The Dutch East India Company(VOC) eventually decided to formally occupy the Cape in order to establish a re victualling station for their ships on the India route. Johan van Riebeeck arrived here as first Governor on 6 April 1652.
The initial contact was with the Hottentots but as the station grew contact was made with the second group of indigenous people, the Bushmen. In 1779 contact with the third group, the Bantu, was reported. These people had been migrating from the north-east and therefore arrived in southern Africa at nearly the same time as the Dutch.
In 1727 there was already a need to look at the forests in Rivier Sonder End but it was concluded that the Hottentots-Holland mountains would make it too difficult to transport wood from the interior to the Cape. The boundary of the Cape was extended to the Great Brak River in 1745. At the same time the Drostdy at Swellendam was established. In 1755 small-pox broke out for a second time and reduced the number of free burghers and officials from 6 110 to 5 123. These numbers do not include the rural farmers. Similarly the number of slaves was reduced from 6 279 to 5 787. In 1778 the number of Hottentots had been drastically reduced and it was noted that the vast majority of these people no longer lived in kraals but were now on farms. At this stage the outlying farmers started to complain that the Bantu were crossing the Fish River to seek grazing for their herds.
In 1772, when Johan Godfried arrived at the Cape, the VOC was in decline in the Netherlands and role of the Company in the Cape was affected by a growing demand for democracy by the colonists, in the rural areas the rules of the Company were largely disregarded. Governor Ryk Tulbagh died in 1771 and the new governors were extremely unpopular with the colonists. Clashes with the Xhosa on the eastern frontier were intensifying.

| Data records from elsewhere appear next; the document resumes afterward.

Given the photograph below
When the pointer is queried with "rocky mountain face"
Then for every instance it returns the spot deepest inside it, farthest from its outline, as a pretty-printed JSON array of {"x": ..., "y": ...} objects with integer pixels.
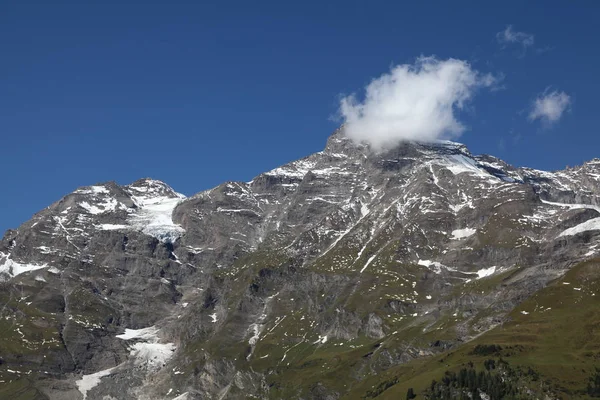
[{"x": 306, "y": 282}]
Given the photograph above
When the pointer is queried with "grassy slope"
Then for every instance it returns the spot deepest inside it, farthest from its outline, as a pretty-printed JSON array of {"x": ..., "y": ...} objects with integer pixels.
[{"x": 559, "y": 337}]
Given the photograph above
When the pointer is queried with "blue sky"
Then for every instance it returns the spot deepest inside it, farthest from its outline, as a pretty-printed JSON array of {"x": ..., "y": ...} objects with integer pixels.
[{"x": 198, "y": 93}]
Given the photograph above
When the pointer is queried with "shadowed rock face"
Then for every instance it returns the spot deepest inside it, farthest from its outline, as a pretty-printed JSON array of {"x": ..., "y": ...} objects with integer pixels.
[{"x": 345, "y": 261}]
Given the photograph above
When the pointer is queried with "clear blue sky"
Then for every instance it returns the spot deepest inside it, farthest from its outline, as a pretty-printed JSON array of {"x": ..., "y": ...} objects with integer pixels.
[{"x": 196, "y": 93}]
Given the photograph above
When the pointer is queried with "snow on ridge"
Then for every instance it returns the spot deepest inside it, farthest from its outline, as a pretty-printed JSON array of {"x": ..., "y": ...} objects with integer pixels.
[
  {"x": 109, "y": 204},
  {"x": 96, "y": 189},
  {"x": 295, "y": 169},
  {"x": 463, "y": 233}
]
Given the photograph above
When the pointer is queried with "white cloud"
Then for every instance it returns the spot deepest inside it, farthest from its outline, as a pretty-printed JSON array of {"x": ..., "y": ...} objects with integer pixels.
[
  {"x": 413, "y": 102},
  {"x": 509, "y": 35},
  {"x": 549, "y": 106}
]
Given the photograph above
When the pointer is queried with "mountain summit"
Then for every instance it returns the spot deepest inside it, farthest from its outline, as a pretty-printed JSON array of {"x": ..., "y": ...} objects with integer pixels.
[{"x": 346, "y": 274}]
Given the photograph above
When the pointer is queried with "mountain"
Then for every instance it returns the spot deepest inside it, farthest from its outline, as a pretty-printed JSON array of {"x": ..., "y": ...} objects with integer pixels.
[{"x": 346, "y": 274}]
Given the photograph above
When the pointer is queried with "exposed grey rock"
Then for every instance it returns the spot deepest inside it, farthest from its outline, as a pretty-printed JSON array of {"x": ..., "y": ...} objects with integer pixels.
[{"x": 344, "y": 248}]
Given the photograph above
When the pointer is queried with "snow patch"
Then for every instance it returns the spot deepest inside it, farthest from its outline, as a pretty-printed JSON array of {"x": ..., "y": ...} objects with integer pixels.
[
  {"x": 88, "y": 382},
  {"x": 463, "y": 233},
  {"x": 154, "y": 217},
  {"x": 13, "y": 268},
  {"x": 149, "y": 333},
  {"x": 482, "y": 273},
  {"x": 147, "y": 351}
]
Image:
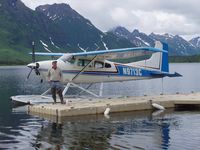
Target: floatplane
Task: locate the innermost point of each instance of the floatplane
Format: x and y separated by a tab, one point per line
98	66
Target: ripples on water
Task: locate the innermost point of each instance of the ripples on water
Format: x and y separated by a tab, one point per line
134	130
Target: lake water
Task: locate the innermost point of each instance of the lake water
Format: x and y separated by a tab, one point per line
134	130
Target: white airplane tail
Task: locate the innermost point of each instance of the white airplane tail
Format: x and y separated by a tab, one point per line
158	60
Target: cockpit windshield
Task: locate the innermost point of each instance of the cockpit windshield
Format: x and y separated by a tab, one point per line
68	58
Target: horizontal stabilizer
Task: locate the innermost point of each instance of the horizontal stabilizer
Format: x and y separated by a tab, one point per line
176	74
160	74
48	54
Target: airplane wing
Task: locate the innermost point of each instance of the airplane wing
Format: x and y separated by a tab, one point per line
124	53
48	54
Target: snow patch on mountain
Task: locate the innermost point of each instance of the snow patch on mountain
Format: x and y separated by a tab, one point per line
45	45
81	48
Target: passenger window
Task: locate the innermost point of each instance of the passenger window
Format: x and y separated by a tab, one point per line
83	62
98	64
107	65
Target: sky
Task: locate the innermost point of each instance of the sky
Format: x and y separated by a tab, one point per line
176	17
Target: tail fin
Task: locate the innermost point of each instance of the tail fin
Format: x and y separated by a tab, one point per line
164	64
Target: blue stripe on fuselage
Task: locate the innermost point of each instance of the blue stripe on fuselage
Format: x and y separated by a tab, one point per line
121	71
131	71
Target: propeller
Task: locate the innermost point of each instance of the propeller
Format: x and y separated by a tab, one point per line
33	65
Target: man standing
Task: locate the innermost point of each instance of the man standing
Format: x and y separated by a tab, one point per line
55	77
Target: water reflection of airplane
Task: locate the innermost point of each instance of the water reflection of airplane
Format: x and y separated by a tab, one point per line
97	67
130	130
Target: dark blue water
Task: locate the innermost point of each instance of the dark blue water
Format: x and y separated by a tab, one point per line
135	130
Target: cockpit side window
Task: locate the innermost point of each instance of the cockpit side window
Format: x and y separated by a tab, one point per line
72	60
83	62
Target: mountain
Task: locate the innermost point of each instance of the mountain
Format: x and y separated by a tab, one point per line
195	42
136	37
177	44
56	28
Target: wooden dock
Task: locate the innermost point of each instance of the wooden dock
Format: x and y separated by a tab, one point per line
77	107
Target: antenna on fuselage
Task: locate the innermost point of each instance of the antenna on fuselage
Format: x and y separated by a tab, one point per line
33	51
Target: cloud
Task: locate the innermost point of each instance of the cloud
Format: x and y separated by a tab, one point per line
175	17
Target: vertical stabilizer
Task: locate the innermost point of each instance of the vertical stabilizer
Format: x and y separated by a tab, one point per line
164	56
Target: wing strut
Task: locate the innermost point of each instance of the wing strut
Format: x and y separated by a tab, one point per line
76	76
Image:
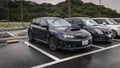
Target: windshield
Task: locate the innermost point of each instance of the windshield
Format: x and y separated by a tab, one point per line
117	20
112	22
89	22
58	22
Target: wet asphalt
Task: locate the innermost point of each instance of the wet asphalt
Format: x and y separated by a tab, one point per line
20	55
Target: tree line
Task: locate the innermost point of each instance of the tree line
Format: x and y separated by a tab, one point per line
10	10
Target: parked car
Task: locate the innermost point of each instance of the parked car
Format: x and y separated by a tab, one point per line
98	32
59	34
109	23
117	20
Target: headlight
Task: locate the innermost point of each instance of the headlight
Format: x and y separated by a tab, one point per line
98	31
119	27
68	36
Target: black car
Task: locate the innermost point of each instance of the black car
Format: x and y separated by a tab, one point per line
99	33
117	20
59	34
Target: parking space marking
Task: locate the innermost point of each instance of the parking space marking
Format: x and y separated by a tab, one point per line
10	34
98	46
76	56
116	39
42	51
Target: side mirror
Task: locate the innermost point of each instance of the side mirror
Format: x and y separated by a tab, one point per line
80	25
104	23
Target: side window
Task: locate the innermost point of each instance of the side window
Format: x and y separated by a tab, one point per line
69	20
43	23
98	21
77	21
36	21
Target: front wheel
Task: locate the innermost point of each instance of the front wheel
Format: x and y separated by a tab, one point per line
114	33
53	43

In 1795 both the districts of Graaff-Reinet and Swellendam repudiated the authority of the Company.The population had at that stage grown to 16 000 - 20 000 Whites, 17 000 - 25 000 slaves and an estimated 14 000 Hottentots. The Hottentots were by now largely detribalised except for two groups, the Griquas and the Korannas who had settled on and north of the Orange River. The Bushmen continued to defend their territory and were under attack from everybody else.
As a result of the war between the Netherlands and England the English captured the Cape in 1795 and returned it to the Batavian Republic in 1803. In order to improve law and order on the frontier the districts of Tulbagh and Uitenhage were declared in 1804. In 1806 the English occupied the Cape for the second time. Under the governorship of the Earl of Caledon three new districts were declared in 1814, George, Clanwilliam and Caledon.
Two major factors in the next two decades were the abolishment of slavery in 1834 and the Great Trek in 1836. It is safe to say that the first two generations of the GERICKE family in the Cape lived in troubled times.